Electrifying founders

They were young – just 26 and 28 – when they founded what would become a global enterprise. They had ideas, they had energy – and they had courage.

Charles Brown (left) and Walter Boveri (right)
Charles Brown (left) and Walter Boveri (right)

Walter Boveri:  Visionary entrepreneur

He graduated from high school at 17 and was a qualified mechanical engineer by the age of 20: born in Bamberg in 1865, things moved quickly in the life of Walter Boveri. He got to know Charles Brown at Oerlikon Engineering Works and they became close friends. It was on trips abroad that he discovered his own interest in business, and together with Brown he drew up a business plan, but nobody wanted to invest the 500,000 Swiss francs they needed. Nobody, that is, except silk manufacturer Conrad Baumann, who granted Boveri not only the loan but also, in 1891, the hand of his daughter, Victoire. So when married life began, so too did Boveri‘s business with Brown, the latter on October 2, 1891. Boveri was a visionary merchant who worked tirelessly in the cause of electrification and became a Swiss citizen in 1893. Later came the crisis of World War I and economic misfortune in the USA, and Boveri sadly died in a car crash in 1924. He was only 59. But his work lives on.

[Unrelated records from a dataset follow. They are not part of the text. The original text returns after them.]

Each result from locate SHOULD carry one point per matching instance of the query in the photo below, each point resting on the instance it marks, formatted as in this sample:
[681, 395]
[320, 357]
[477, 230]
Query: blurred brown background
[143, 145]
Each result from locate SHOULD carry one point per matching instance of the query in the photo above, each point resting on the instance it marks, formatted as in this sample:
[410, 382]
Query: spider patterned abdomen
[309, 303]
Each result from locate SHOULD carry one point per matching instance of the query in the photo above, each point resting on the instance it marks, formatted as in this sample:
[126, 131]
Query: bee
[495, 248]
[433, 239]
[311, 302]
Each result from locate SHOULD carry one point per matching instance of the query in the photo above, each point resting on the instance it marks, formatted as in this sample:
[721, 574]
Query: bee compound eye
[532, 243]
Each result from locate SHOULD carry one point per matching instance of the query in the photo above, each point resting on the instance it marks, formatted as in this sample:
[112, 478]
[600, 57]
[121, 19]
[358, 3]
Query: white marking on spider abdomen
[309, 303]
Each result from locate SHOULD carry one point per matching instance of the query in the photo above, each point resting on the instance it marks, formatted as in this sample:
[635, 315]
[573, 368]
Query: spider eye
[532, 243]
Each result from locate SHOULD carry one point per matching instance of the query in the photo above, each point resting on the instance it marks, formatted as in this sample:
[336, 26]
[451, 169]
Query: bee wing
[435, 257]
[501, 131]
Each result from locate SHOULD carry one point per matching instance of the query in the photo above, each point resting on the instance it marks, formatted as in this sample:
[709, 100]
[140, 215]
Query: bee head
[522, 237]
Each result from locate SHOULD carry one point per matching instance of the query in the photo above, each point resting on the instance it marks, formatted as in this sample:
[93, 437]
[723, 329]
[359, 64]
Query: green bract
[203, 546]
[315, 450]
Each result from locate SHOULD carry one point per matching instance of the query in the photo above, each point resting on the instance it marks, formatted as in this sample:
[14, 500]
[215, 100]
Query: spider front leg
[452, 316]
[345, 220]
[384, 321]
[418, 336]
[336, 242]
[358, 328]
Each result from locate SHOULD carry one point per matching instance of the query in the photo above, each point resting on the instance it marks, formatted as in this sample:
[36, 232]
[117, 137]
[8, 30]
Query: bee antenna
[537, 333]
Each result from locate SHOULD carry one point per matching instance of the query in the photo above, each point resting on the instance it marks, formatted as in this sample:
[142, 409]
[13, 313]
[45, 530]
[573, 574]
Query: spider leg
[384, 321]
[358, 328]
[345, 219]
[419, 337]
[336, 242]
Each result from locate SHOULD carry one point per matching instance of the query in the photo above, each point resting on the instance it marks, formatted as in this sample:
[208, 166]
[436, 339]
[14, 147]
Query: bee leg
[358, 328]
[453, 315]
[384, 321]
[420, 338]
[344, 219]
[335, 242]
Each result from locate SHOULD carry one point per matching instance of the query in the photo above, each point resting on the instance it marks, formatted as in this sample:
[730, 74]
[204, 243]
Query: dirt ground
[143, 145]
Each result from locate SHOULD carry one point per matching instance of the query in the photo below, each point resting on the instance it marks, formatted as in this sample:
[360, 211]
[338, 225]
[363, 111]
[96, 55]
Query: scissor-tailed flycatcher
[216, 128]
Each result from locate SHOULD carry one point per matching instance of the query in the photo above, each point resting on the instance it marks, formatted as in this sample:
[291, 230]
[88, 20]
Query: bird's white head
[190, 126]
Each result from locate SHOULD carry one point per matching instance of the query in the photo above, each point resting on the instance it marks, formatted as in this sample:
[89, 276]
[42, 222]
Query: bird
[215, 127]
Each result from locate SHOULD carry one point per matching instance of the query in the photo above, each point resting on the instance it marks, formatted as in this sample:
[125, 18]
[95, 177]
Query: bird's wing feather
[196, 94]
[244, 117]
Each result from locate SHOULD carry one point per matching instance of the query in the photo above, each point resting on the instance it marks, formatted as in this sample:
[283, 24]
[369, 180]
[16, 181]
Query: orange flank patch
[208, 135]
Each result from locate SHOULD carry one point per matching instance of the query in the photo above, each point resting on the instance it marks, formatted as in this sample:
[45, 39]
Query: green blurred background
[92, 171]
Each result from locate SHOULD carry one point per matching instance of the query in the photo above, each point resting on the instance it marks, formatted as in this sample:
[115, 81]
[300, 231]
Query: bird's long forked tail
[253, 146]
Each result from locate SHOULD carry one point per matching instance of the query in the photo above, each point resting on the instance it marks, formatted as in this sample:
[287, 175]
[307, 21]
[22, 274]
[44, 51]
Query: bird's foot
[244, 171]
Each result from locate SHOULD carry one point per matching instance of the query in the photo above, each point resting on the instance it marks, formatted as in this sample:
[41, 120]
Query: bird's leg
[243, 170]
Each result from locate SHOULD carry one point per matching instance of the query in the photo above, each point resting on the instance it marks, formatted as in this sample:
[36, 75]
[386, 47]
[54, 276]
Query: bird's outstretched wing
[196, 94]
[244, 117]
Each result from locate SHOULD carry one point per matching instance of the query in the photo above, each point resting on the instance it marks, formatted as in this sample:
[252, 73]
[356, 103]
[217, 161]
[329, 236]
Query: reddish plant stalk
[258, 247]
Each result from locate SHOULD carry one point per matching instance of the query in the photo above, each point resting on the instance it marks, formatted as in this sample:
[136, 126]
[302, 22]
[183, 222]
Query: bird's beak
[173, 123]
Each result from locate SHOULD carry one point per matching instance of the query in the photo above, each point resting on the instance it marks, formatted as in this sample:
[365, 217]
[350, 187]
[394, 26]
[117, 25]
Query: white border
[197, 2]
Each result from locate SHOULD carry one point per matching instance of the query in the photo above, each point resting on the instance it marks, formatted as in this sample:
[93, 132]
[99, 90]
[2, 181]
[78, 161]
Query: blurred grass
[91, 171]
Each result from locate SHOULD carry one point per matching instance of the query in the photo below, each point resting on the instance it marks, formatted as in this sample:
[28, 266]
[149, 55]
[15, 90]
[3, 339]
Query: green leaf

Charles Brown: The boy wonder

Born in 1863, Charles Eugene Lancelot earned his degree at the age of 19. At the age of just 21, he moved together with his father and brother to Oerlikon Engineering Works where he was put in charge of its electrical department at the age of just 21. His technical achievements made headlines: he laid an eight-kilometer-long direct current line and succeeded in transmitting electricity at a remarkable efficiency level of 75 percent. He was already working with Walter Boveri by that time; Brown researched and developed alternating current equipment. In 1891, Brown and Boveri founded their company for the “manufacture of electrical machinery.” It was the pioneering Brown in particular who drove the development of the technology. But, in 1911, the two founders fell out. The city of Baden acknowledged their technical and business achievements in 1916 by awarding them the freedom of the city. Charles Brown died of a heart attack in 1924.